The highly anticipated and much debated Lake Kepwari has started providing river flow for the first time this year, following an increase in rainfall last month.
The Collie River South Branch and its pools are now receiving water flow through the man-made lake following the driest winter since 2010.
Member for Collie-Preston Mick Murray joined members of Premier Coal at the lake to see the water flowing a week on from the heavy downpours that dropped more than 70 mm of rain in August.
Mr Murray said he was pleased to see the river flowing after an unusually dry winter which had delayed the south branch pools filling up.
"It's been a long time in the planning and now it's come to fruition despite many people doubting the engineers doing their job," he said.

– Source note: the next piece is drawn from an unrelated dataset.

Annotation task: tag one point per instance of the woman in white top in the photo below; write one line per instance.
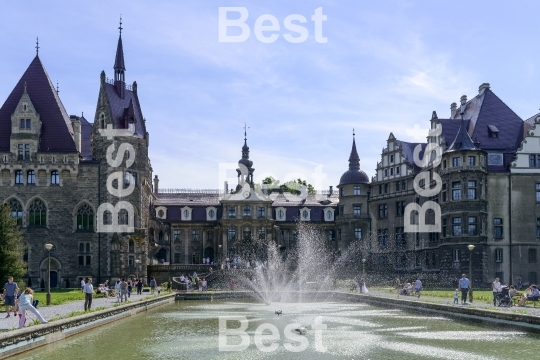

"It's pleasing to see the pools themselves below this area have filled up and filled up so quickly. ... [the outlet] will be low enough to have the water flowing early and some years it will be flowing very, very fast."
Mr Murray said he would make every effort to have skiing in the lake in summer as the state government works through legal and safety matters.
A Premier Coal spokeswoman said the health of the river would improve now the outlet works have been completed and the river has reached capacity
"The flow through of the Collie River South Branch through Lake Kepwari improves the water quality in Lake Kepwari, particularly in terms of elevating pH, increasing nutrients and reducing metal concentrations," she said. "The lake also helps to improve water quality in the Collie River South Branch by reducing the nutrient load in the river."
While originally planned as a closed catchment, extensive research and investigation over the past seven years saw the plan modified to divert the Collie River back to its original path back through the mine void, which was approved by the shire and state government.
Since the decision was made to divert the river, the lake has been under scrutiny from locals over the health of the river system. The shire even approved a motion to write to the state government in an effort to pressure the state to prioritise the health of the river system ahead of the lake.